ASURANSI
MENURUT USHUL FIQH
BAB I
PENDAHULUAN
A. Latar Belakang
Sehubungan
dengan arus modernisasi dan perubahan sosial yang berkembang saat ini, tampaknya
berimbas tidak hanya pada pola berperilaku manusia dengan alam kehidupannya
sehari-hari, tetapi juga berpengaruh terhadap pengamalan hukum Islam. Hal ini
disebabkan karena dinamika sosial terus berkembang, sedangkan nash-nash hukum
Islam terbatas dan sudah terputus dengan wafatnya Rasulullah SAW. Akibatnya
umat Islam terbagi dalam dua golongan yang saling kontradiktif. Satu pihak akan
lebih merasa leluasa berbuat, karena ketiadaan nash itu dengan dalih persoalan
baru tidak ada nashnya. Sedangkan pihak lain berpendapat, bahwa meskipun
persoalan baru tersebut tidak secara tersurat ditunjukkan hukumnya oleh nash,
tetapi berusaha untuk mencari posisi persoalan tersebut dalam hukum-hukum Islam
melalui Ijtihad.
Mayoritas
ulama menggunakan Ijtihad sebagai solusi dalam menyelesaikan hukum masalah yang
tidak ada nashnya. Hal ini dapar dilihat dari pengakuan mereka terhadap produk
hukum Ijtihad sebagai hukum Yang bernuansa agama sebagaimana yang ditunjukkan
oleh nash. Salah satu persoalan hukum yang tidak ada nashnya secara tersurat
adalah Asuransi. Oleh sebab itu, masalah asuransi dapat digolongkan sebagai
masalah Ijtihadiyah.
Berhubung
karena masalah asuransi ini sangat luas dan banyak bahasannya, maka dalam
tulisan ini hanya dibatasi pada pembahasan tentang pengertian asuransi, hukum
dan kaidahnya.
B.
Rumusan Masalah
1.
Apa
pengertian asuransi?
2.
Bagaimana
hukum asuransi?
3.
Bagaimana
kaidah yang menerangkan asuransi?
C.
Tujuan
Penulisan
1.
Untuk
menjelaskan arti dari asuransi.
2.
Untuk
mengetahui hukum dari asuransi.
3.
Untuk
menerangkan kaidah tentang asuransi.
BAB II
PEMBAHASAN
A.
Pengertian
Asuransi
Istilah asuransi, berasal dari bahasa
inggris insurance, yang berarti jaminan, atau dalam bahasa arab disebut al-ta’min.

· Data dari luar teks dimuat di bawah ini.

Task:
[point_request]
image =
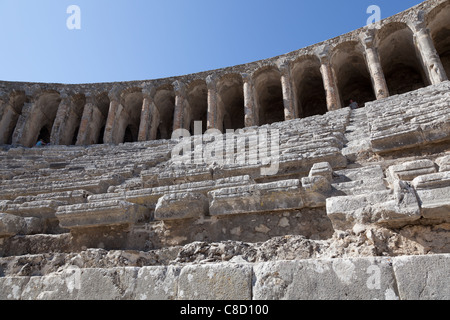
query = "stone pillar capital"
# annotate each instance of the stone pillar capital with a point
(149, 91)
(115, 93)
(179, 88)
(368, 39)
(284, 68)
(323, 53)
(246, 78)
(211, 82)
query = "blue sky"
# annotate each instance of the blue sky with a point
(125, 40)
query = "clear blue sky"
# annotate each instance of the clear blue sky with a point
(125, 40)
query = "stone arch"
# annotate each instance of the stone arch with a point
(100, 115)
(130, 116)
(309, 92)
(352, 75)
(400, 60)
(10, 110)
(38, 114)
(269, 95)
(72, 123)
(197, 105)
(164, 100)
(438, 22)
(230, 102)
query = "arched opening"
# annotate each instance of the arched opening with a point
(230, 102)
(197, 109)
(439, 25)
(165, 103)
(353, 77)
(10, 111)
(128, 137)
(70, 134)
(309, 92)
(269, 95)
(99, 117)
(44, 134)
(74, 139)
(130, 117)
(399, 59)
(101, 135)
(42, 114)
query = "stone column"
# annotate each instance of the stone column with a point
(147, 129)
(329, 79)
(213, 118)
(59, 125)
(25, 128)
(288, 97)
(8, 118)
(113, 113)
(430, 58)
(251, 117)
(374, 65)
(180, 105)
(86, 120)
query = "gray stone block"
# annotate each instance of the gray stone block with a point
(331, 279)
(216, 282)
(423, 277)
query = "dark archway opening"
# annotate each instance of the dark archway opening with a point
(44, 134)
(309, 92)
(269, 95)
(129, 135)
(400, 60)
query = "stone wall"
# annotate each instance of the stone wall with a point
(400, 54)
(331, 203)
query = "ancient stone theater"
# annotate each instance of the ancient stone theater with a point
(320, 174)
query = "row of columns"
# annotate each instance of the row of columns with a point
(150, 115)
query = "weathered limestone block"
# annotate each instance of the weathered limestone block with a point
(176, 206)
(184, 175)
(358, 181)
(99, 185)
(150, 196)
(215, 282)
(44, 209)
(393, 207)
(443, 163)
(410, 170)
(423, 277)
(106, 284)
(68, 197)
(315, 191)
(108, 213)
(433, 191)
(280, 195)
(323, 169)
(11, 287)
(328, 279)
(410, 120)
(157, 283)
(10, 225)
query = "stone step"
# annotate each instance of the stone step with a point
(100, 214)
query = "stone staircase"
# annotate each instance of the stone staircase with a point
(357, 135)
(140, 197)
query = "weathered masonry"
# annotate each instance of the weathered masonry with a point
(357, 208)
(405, 52)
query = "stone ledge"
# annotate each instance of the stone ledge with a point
(108, 213)
(385, 278)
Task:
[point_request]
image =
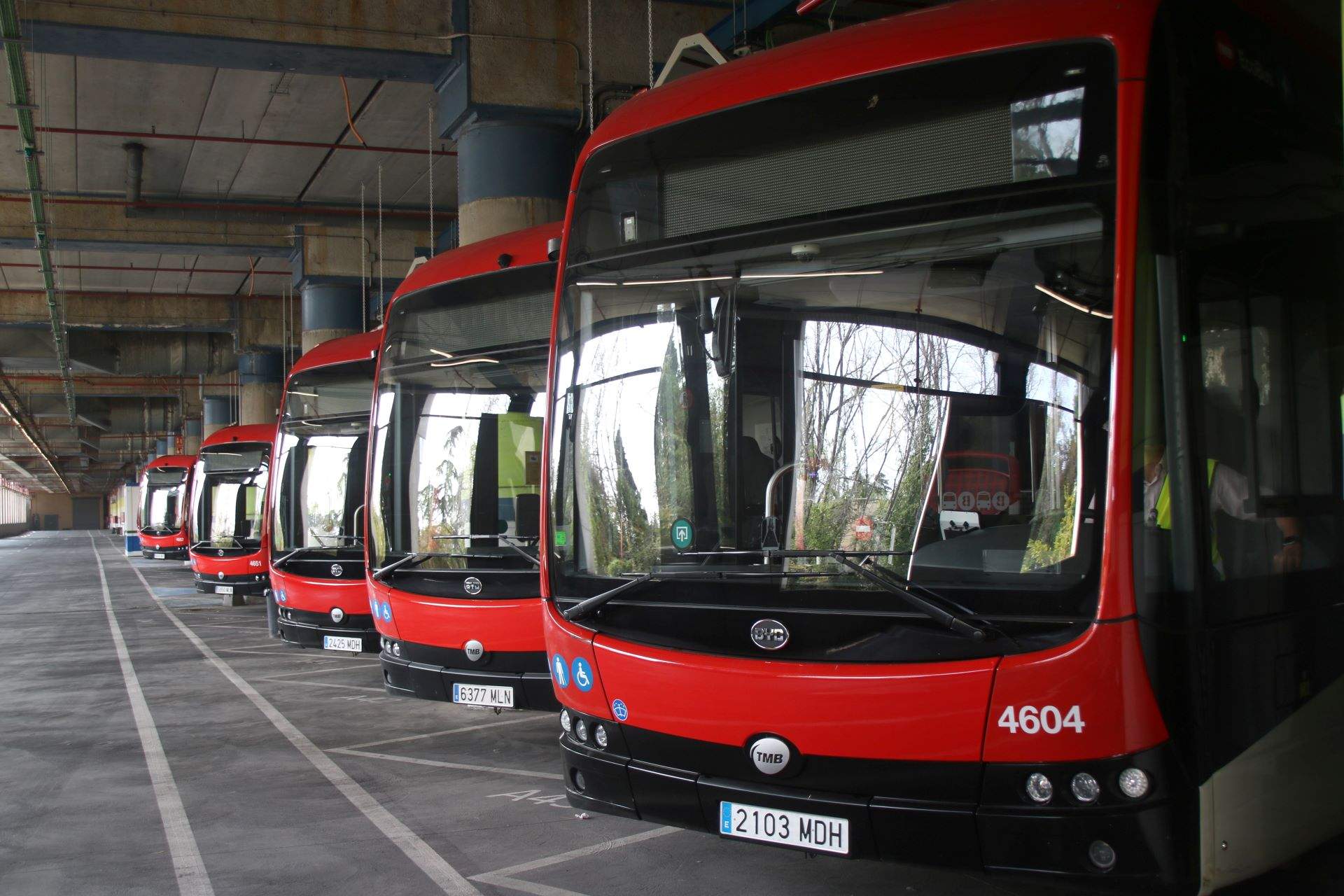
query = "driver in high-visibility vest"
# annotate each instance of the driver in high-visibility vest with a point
(1228, 492)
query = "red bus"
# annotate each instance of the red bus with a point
(454, 480)
(1097, 239)
(164, 493)
(316, 517)
(227, 510)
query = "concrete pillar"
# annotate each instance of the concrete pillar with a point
(511, 174)
(261, 375)
(331, 311)
(218, 414)
(191, 435)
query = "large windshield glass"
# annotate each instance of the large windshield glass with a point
(163, 500)
(457, 433)
(320, 463)
(230, 501)
(921, 382)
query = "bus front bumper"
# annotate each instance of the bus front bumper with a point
(1151, 841)
(307, 629)
(429, 681)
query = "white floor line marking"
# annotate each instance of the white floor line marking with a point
(451, 731)
(320, 684)
(188, 867)
(437, 763)
(505, 876)
(429, 862)
(324, 671)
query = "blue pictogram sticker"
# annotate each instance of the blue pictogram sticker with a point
(582, 673)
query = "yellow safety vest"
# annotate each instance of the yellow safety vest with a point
(1164, 512)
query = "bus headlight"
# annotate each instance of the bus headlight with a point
(1101, 855)
(1085, 788)
(1135, 783)
(1040, 789)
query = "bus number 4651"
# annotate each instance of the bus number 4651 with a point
(1047, 719)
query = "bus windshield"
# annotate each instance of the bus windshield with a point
(458, 428)
(320, 458)
(920, 383)
(164, 500)
(229, 505)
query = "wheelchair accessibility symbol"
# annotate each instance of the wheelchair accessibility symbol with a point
(582, 675)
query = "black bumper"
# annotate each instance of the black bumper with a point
(246, 584)
(305, 629)
(1154, 840)
(412, 676)
(164, 554)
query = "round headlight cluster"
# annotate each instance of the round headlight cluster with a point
(1040, 789)
(1135, 783)
(1085, 788)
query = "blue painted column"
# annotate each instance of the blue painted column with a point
(260, 374)
(331, 308)
(512, 172)
(191, 433)
(218, 413)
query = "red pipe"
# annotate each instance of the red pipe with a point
(251, 141)
(152, 270)
(342, 211)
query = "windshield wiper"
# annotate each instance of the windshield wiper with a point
(881, 577)
(409, 561)
(585, 608)
(508, 543)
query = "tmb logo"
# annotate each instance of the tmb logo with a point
(769, 634)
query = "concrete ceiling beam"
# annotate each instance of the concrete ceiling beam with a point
(248, 34)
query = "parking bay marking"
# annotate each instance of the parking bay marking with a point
(436, 763)
(429, 862)
(505, 876)
(451, 731)
(188, 867)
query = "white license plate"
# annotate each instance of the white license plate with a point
(484, 695)
(334, 643)
(822, 833)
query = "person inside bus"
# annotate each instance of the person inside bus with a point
(1228, 492)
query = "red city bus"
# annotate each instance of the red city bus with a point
(227, 508)
(316, 517)
(454, 481)
(1100, 241)
(164, 495)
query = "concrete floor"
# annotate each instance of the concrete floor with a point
(260, 769)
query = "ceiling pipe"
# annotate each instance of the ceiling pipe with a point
(245, 141)
(260, 213)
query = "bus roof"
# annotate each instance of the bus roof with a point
(172, 460)
(526, 246)
(909, 39)
(360, 347)
(249, 433)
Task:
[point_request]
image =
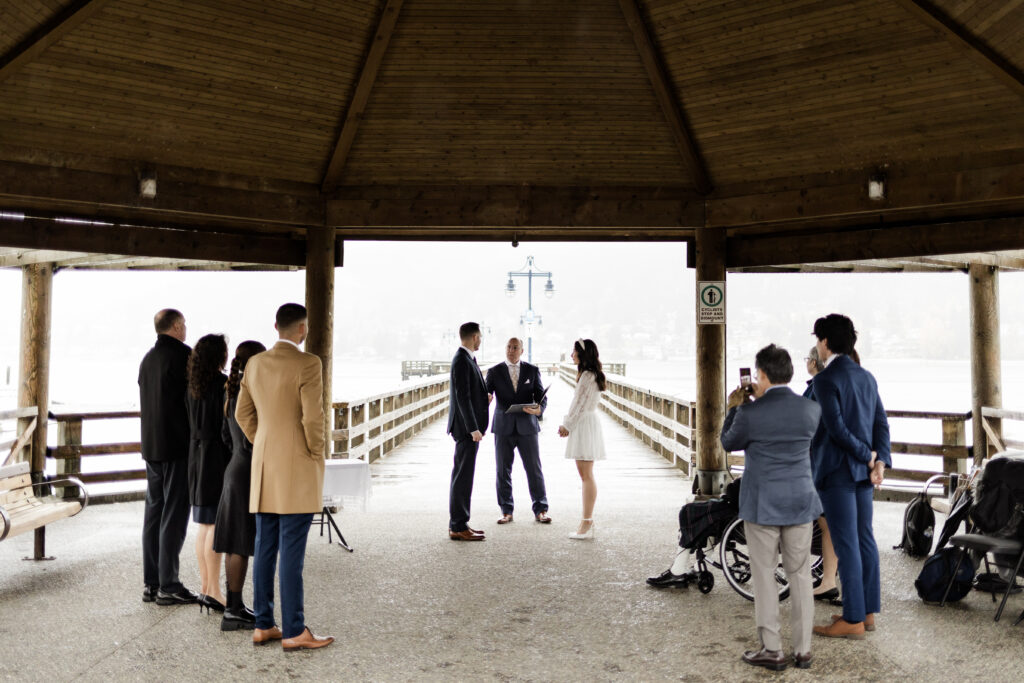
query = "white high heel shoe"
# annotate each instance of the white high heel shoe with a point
(589, 534)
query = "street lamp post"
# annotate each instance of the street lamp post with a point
(529, 318)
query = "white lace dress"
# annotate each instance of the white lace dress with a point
(585, 440)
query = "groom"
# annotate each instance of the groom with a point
(515, 382)
(467, 422)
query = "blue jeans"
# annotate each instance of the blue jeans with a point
(284, 535)
(848, 507)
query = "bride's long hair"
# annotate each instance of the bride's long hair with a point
(587, 353)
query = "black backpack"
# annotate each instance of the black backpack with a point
(919, 526)
(935, 575)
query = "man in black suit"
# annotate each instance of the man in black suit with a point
(515, 382)
(162, 384)
(467, 422)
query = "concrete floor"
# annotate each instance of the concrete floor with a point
(526, 604)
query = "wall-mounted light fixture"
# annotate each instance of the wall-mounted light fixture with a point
(147, 186)
(877, 187)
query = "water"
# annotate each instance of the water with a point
(87, 383)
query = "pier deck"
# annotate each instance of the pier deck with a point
(526, 604)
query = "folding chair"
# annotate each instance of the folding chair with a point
(985, 545)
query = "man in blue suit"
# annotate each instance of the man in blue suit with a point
(467, 422)
(515, 382)
(777, 501)
(849, 454)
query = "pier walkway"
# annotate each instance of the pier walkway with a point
(526, 604)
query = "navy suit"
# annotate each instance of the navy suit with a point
(467, 413)
(517, 430)
(853, 424)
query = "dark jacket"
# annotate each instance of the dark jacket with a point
(467, 396)
(853, 421)
(530, 390)
(775, 434)
(208, 454)
(162, 390)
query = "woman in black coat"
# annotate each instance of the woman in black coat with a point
(208, 457)
(235, 532)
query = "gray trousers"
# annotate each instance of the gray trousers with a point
(764, 544)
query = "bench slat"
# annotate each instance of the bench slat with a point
(42, 515)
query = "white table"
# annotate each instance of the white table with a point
(344, 481)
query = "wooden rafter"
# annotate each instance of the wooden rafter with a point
(48, 34)
(667, 97)
(971, 45)
(368, 76)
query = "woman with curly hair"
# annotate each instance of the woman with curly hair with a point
(586, 442)
(208, 457)
(235, 532)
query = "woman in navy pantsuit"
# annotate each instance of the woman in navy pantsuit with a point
(849, 455)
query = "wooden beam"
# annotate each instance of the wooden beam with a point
(667, 96)
(368, 76)
(514, 207)
(875, 243)
(971, 45)
(239, 203)
(48, 34)
(151, 242)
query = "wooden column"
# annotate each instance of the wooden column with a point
(320, 305)
(34, 369)
(986, 376)
(710, 260)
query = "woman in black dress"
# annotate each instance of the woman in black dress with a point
(208, 457)
(235, 532)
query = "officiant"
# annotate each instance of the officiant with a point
(516, 385)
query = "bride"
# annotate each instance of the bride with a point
(584, 430)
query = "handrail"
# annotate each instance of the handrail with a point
(370, 427)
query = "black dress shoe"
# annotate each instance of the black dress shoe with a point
(773, 659)
(802, 660)
(667, 579)
(182, 596)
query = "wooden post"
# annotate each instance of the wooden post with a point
(712, 469)
(320, 305)
(986, 383)
(34, 371)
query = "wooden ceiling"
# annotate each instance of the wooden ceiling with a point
(487, 120)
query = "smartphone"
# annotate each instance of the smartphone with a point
(744, 380)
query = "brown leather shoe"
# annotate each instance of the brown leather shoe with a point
(264, 636)
(842, 629)
(868, 621)
(773, 659)
(305, 641)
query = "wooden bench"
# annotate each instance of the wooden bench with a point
(22, 510)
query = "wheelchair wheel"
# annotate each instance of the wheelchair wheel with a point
(736, 563)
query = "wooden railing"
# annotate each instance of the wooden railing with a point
(991, 422)
(666, 424)
(70, 452)
(370, 428)
(663, 422)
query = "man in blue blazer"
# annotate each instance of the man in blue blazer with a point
(849, 454)
(467, 422)
(777, 501)
(515, 382)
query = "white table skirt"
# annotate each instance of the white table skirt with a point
(346, 481)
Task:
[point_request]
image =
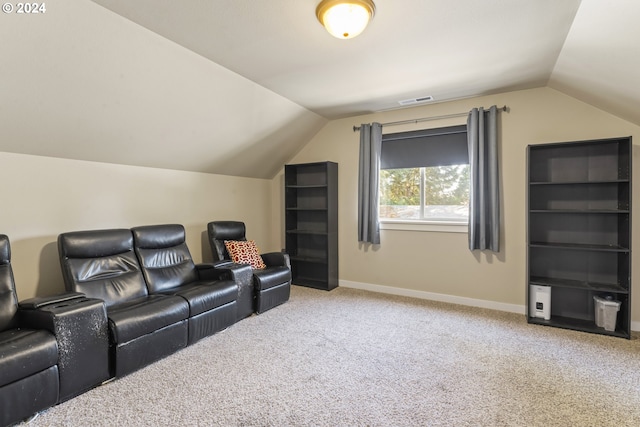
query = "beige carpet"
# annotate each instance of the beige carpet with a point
(354, 358)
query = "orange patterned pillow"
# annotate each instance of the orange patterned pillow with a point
(245, 252)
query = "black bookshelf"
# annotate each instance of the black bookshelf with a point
(579, 231)
(311, 223)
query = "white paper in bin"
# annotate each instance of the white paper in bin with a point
(606, 313)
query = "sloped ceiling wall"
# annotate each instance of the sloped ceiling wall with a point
(84, 82)
(81, 82)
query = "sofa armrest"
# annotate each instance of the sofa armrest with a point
(39, 302)
(242, 275)
(276, 259)
(81, 330)
(212, 270)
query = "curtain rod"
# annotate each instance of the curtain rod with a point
(426, 119)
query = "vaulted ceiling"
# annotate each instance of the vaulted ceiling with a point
(238, 87)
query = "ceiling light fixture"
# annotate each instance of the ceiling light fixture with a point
(345, 19)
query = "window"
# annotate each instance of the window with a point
(424, 176)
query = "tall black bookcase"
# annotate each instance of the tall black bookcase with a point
(311, 223)
(579, 233)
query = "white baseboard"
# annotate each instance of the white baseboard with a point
(493, 305)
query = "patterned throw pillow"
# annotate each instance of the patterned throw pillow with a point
(245, 252)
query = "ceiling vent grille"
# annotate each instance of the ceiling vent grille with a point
(412, 101)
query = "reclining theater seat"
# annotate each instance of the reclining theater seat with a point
(272, 285)
(168, 268)
(143, 328)
(28, 358)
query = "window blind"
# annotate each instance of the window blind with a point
(425, 148)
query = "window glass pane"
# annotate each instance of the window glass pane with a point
(400, 193)
(446, 192)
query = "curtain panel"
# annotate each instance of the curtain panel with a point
(484, 203)
(368, 180)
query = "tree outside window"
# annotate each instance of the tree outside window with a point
(438, 193)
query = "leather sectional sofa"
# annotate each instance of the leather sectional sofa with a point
(133, 297)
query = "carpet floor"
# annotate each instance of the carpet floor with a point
(355, 358)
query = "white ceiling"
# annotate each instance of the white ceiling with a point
(237, 87)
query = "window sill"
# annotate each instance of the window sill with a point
(424, 226)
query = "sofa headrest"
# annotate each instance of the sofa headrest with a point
(226, 230)
(95, 243)
(158, 236)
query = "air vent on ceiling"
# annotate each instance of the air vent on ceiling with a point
(416, 100)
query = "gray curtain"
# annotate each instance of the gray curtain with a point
(484, 203)
(368, 178)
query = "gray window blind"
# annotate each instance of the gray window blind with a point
(425, 148)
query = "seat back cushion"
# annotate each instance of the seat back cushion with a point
(101, 264)
(164, 256)
(219, 231)
(8, 299)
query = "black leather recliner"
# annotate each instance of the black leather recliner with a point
(272, 285)
(143, 327)
(169, 269)
(29, 379)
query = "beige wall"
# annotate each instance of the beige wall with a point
(43, 197)
(434, 262)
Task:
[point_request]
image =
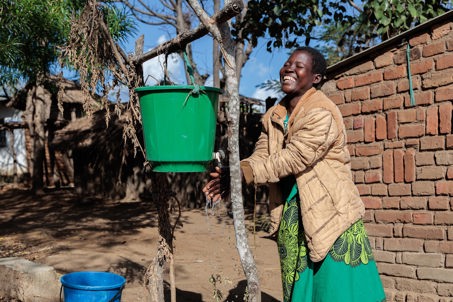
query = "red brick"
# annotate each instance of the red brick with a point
(383, 60)
(438, 203)
(433, 49)
(445, 218)
(444, 158)
(450, 173)
(379, 230)
(369, 129)
(411, 285)
(423, 188)
(379, 189)
(436, 246)
(449, 263)
(432, 143)
(440, 31)
(381, 127)
(383, 89)
(422, 39)
(337, 98)
(430, 172)
(403, 84)
(348, 122)
(368, 150)
(399, 189)
(414, 203)
(362, 68)
(432, 120)
(359, 178)
(373, 176)
(394, 102)
(423, 218)
(445, 61)
(372, 106)
(354, 136)
(411, 130)
(434, 80)
(350, 109)
(391, 202)
(395, 72)
(423, 232)
(424, 158)
(407, 116)
(403, 244)
(392, 216)
(345, 83)
(444, 93)
(391, 124)
(388, 166)
(409, 165)
(364, 190)
(450, 44)
(422, 66)
(398, 270)
(421, 114)
(421, 98)
(445, 113)
(449, 143)
(394, 144)
(444, 187)
(360, 94)
(358, 122)
(369, 78)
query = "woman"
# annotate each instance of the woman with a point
(316, 210)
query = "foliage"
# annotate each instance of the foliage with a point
(344, 27)
(32, 33)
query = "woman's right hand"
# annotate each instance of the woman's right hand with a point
(218, 186)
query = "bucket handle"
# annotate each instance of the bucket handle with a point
(111, 300)
(196, 88)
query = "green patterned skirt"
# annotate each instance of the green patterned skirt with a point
(347, 274)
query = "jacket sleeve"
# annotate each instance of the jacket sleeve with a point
(260, 153)
(313, 135)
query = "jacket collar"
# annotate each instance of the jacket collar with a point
(279, 113)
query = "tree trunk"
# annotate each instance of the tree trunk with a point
(164, 255)
(36, 114)
(232, 87)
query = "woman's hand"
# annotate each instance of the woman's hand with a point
(218, 186)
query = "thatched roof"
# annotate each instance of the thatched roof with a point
(71, 93)
(89, 131)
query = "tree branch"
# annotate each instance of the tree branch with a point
(180, 41)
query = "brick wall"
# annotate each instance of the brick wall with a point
(402, 159)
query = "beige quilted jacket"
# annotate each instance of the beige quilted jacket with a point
(314, 150)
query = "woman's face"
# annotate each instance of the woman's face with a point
(296, 75)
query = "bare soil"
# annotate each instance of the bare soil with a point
(59, 229)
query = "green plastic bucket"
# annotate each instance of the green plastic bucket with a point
(178, 126)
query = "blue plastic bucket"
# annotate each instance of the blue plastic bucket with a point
(92, 287)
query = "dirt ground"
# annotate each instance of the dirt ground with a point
(60, 230)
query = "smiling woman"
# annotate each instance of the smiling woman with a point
(316, 210)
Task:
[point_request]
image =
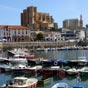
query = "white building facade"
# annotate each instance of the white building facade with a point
(14, 33)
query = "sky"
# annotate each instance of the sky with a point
(60, 10)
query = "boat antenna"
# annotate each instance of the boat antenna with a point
(78, 78)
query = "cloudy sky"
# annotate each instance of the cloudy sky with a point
(60, 10)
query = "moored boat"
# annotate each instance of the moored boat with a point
(84, 71)
(60, 85)
(21, 82)
(72, 71)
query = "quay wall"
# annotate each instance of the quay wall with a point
(34, 44)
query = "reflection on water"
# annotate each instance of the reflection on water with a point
(64, 55)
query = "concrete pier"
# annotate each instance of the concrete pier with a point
(34, 44)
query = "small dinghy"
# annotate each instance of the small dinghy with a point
(60, 85)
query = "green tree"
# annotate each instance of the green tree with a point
(39, 36)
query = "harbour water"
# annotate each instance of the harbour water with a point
(61, 55)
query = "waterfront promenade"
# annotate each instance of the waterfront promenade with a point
(34, 44)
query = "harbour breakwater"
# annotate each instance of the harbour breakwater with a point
(4, 45)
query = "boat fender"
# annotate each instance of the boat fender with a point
(61, 74)
(55, 63)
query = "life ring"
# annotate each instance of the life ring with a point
(61, 74)
(55, 63)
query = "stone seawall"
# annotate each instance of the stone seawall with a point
(34, 44)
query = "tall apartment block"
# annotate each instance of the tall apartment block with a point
(73, 23)
(37, 20)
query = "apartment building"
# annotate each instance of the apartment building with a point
(14, 33)
(73, 23)
(30, 17)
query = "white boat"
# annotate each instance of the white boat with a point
(84, 71)
(22, 53)
(17, 60)
(78, 85)
(21, 82)
(5, 67)
(34, 69)
(19, 68)
(72, 71)
(60, 85)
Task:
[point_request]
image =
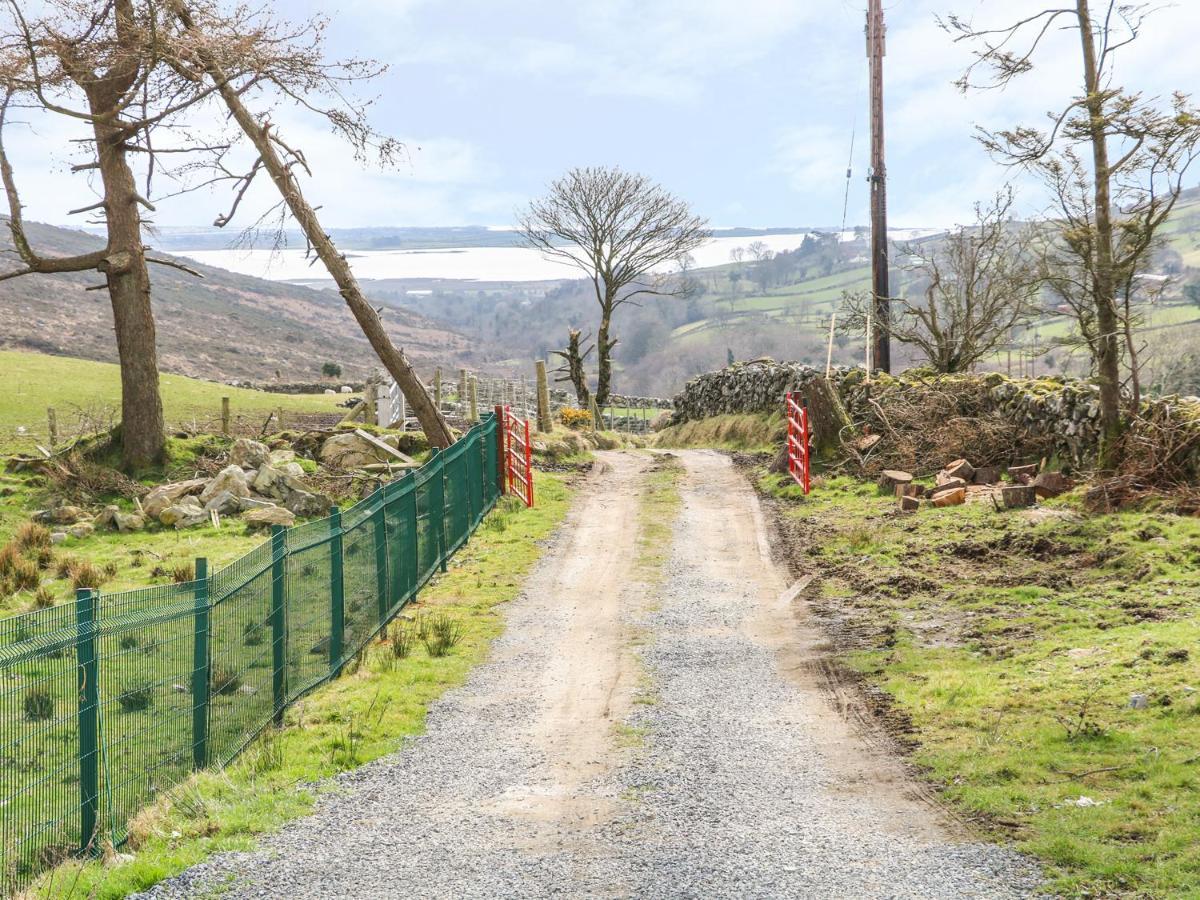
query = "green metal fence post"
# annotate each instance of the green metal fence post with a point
(379, 526)
(279, 623)
(438, 504)
(336, 594)
(202, 666)
(89, 719)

‘Abd al-sami’ al-Mishri mengemukakan definisi al-ta’min, yakni akad yang
mewajibkan penanggung menjamin tertanggung atau menunaikan manfaat seperti yang
tersebut dalam pertanggungan dengan menyerahkan uang atau pengganti harta
benda, pada saat terjadinya peristiwa sebagaimana yang tertera dalam akad. Hal
itu dilakukan karena tertanggung menunaikan pembayaran secara berangsur atau
sekaligus kepada penanggung.[1]
Pengertian tersebut menunjukkan bahwa
asuransi mempunyai tiga unsur pokok:
1. Penanggung (perusahaan), yang bersedia
menjamin sejumlah uang atau barang berdasarkan perjanjian.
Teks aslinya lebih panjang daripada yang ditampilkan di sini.